The lobby, though dingy, was clean, with scarred, stunted cacti in pots, an atmospheric plein-air painting of red rocks and cypress trees, and rugs so worn that their patterns were mere tracery. Lewis’s room, at the top of creaky wooden stairs, was tinier, if possible, than her trailer’s spare bedroom. He barely had space for a bed and a bureau. Thumbtacked to the wall was a T-shirt silkscreened with a caricature of Wallace Stevens. A postcard of a blue jar was tacked upside-down above the T-shirt’s neck. “It’s a joke,” Lewis said. “Wallace Stevens wrote a famous poem about a blue jar.”

The only poem of Stevens’s that Libby had read, which a pianist friend had recommended, was about somebody at the clavier. The vocabulary had cowed her, and she lacked the training, or possibly the patience, to decode the work. Lewis shuffled a stack of library books, suddenly determined to read this blue-jar poem to her.
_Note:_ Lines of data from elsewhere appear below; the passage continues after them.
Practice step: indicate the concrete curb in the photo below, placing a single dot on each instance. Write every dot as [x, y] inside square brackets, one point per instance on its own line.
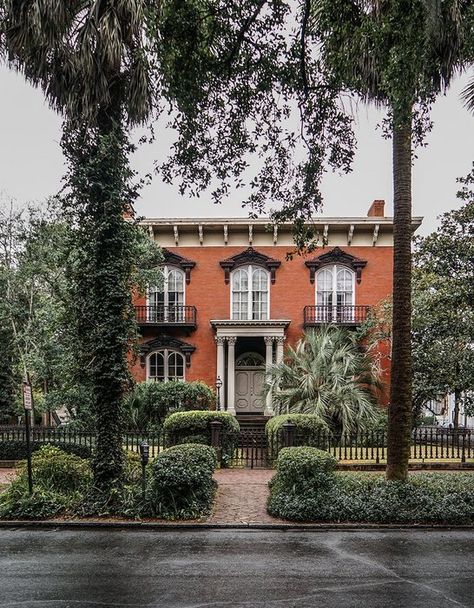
[137, 525]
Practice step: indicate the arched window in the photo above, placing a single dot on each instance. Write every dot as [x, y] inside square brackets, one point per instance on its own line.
[165, 365]
[335, 293]
[250, 294]
[165, 303]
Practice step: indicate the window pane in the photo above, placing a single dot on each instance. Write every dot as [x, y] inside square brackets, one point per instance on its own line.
[157, 367]
[240, 294]
[175, 366]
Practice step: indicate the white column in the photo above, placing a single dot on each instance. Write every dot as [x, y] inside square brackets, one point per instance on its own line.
[231, 375]
[268, 361]
[280, 342]
[221, 368]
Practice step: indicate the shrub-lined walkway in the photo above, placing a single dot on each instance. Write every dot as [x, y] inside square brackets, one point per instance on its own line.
[242, 496]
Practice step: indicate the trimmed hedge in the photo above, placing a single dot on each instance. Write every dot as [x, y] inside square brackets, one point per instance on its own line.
[306, 488]
[195, 427]
[16, 449]
[148, 403]
[181, 485]
[309, 431]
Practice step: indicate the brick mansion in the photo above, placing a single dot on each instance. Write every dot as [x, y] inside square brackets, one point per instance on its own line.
[231, 300]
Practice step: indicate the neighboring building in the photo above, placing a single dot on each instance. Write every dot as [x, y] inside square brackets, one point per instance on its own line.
[443, 410]
[231, 299]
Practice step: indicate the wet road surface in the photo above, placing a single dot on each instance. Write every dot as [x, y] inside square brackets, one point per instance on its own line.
[225, 568]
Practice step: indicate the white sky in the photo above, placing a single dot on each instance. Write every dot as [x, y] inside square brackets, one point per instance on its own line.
[31, 163]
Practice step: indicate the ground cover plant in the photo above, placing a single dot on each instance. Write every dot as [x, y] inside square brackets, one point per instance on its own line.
[307, 488]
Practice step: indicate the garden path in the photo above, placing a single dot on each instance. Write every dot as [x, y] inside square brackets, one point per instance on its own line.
[242, 497]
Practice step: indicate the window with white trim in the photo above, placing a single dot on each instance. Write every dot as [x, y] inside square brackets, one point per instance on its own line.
[166, 302]
[165, 365]
[250, 294]
[335, 293]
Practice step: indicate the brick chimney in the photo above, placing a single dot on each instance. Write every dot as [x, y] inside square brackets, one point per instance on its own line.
[376, 209]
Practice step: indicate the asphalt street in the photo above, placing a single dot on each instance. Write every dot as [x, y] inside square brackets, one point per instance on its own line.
[225, 568]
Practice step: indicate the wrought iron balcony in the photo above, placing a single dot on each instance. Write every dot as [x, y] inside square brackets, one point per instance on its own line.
[160, 315]
[339, 315]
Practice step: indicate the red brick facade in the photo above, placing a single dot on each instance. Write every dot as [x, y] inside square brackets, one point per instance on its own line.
[290, 293]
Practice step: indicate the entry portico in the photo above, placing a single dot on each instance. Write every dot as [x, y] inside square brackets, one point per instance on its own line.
[239, 357]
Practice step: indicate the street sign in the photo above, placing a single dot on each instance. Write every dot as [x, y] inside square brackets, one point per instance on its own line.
[27, 397]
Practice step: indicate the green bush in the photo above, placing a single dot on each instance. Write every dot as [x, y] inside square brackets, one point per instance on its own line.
[309, 431]
[430, 498]
[16, 449]
[302, 467]
[59, 482]
[181, 485]
[148, 403]
[195, 427]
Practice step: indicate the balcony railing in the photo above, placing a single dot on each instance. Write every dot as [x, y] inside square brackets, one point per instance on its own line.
[159, 314]
[340, 315]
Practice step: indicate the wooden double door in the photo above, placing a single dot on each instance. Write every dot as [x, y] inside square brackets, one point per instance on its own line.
[248, 390]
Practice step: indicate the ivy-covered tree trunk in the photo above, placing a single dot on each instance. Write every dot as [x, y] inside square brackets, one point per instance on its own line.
[99, 177]
[400, 409]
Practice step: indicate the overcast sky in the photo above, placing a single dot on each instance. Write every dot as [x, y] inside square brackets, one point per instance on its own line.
[31, 163]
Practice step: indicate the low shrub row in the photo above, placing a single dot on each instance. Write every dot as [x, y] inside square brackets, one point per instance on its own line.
[180, 486]
[16, 449]
[195, 427]
[307, 488]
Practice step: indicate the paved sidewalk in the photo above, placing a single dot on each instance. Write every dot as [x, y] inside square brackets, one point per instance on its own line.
[242, 497]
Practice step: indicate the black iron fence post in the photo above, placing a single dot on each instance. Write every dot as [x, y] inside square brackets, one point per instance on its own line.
[289, 434]
[216, 428]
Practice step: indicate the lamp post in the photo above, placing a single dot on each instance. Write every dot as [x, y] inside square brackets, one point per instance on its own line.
[145, 457]
[218, 389]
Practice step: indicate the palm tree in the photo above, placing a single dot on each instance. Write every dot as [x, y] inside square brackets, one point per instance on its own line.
[90, 58]
[329, 376]
[395, 54]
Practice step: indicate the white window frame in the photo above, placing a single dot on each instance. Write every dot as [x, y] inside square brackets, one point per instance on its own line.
[166, 270]
[249, 269]
[166, 352]
[320, 312]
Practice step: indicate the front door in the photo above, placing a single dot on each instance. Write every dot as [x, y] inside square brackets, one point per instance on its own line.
[248, 391]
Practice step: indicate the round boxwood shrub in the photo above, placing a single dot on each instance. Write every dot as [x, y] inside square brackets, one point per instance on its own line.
[16, 449]
[195, 427]
[181, 485]
[148, 403]
[309, 431]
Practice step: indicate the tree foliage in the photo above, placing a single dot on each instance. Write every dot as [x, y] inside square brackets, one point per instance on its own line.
[327, 375]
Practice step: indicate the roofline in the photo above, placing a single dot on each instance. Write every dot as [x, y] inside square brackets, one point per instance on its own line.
[218, 221]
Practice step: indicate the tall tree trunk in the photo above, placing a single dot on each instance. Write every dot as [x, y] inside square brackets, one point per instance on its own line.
[457, 403]
[400, 409]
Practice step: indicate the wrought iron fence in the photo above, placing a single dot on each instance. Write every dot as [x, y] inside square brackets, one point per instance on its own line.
[131, 439]
[253, 449]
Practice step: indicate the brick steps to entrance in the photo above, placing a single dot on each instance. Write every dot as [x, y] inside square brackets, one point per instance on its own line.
[242, 496]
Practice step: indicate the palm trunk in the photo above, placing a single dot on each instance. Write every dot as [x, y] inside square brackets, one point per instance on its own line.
[400, 409]
[457, 403]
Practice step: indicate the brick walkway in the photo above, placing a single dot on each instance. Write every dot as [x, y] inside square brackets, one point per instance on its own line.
[242, 496]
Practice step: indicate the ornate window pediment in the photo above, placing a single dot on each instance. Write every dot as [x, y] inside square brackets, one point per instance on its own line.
[336, 257]
[166, 342]
[250, 257]
[171, 258]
Libby sat down on the bed since there was no place else to sit, unless she wanted to roost on a big clump of laundry in the room’s only chair. Through a small window, she looked out on the bone-white limbs of a eucalyptus tree. Lewis began to read. She didn’t understand this poem, either. Lewis’s room smelled of old varnish and dust. The tap in the bathroom sink dripped. Her hands were chapped and speckled with fish blood. Her hair snarled from wind. The room was hot. Lewis was reading another poem now, with more dizzying words. “The Idea of Order at Key West.” At least she didn’t have to think of anything to say. Then, he put the book down on the foot of the bed—she assumed he was going to rummage in the laundry chair for a shirt—but without a word, he placed his hands on her shoulders and then slid them down her arms. He came in close; it was a stare-down, an ophthalmic assault. Her mind sped. He couldn’t kiss her when she was all fishy like this, and bundled up in shirts. But he did. He was relentless, even, nudging her down on the bed, kissing her neck and jaw, licking his way back to her lips. In no time he was undressing her, a series of insistent tugs. She didn’t mind. In fact she liked this focused, no-nonsense approach. This was what she thought would happen, although maybe not so
quickly, and she couldn’t have predicted that he would have such authority. She was naked and he was still in that old wool sweater and jeans. He looked her straight in the eye. Scary, but fun. Really fun.

Sprawled across the bed, he pushed his pants down, rolled away from her to put on a condom, and re-establishing eye contact, promptly guided himself inside her. His eyes flickered. It was a little much, a little intense, so she looked over his shoulder to where a wall met the ceiling. Jean buttons snagged on her thigh. The musty sweater was itchy, abrasive, like his beard. She didn’t even like beards, thought them slovenly. The whole grungy room was slovenly. She came fast and hard. Like I’m the man, she thought. Premature. He paused until she looked him square in the face. He smiled and, without pulling out of her or looking away, took off his sweater and T-shirt. His chest was hairless, the ribs pronounced. His olive skin was granular, like muscled sand.

“Do you want to talk about this?” he asked, still inside her.

“Not now!”

“We’re doin’ it,” he said. “Shouldn’t we talk about it?”

“God, Lewis.” She bundled his butt in her hands and, to shut him up, pushed him into her.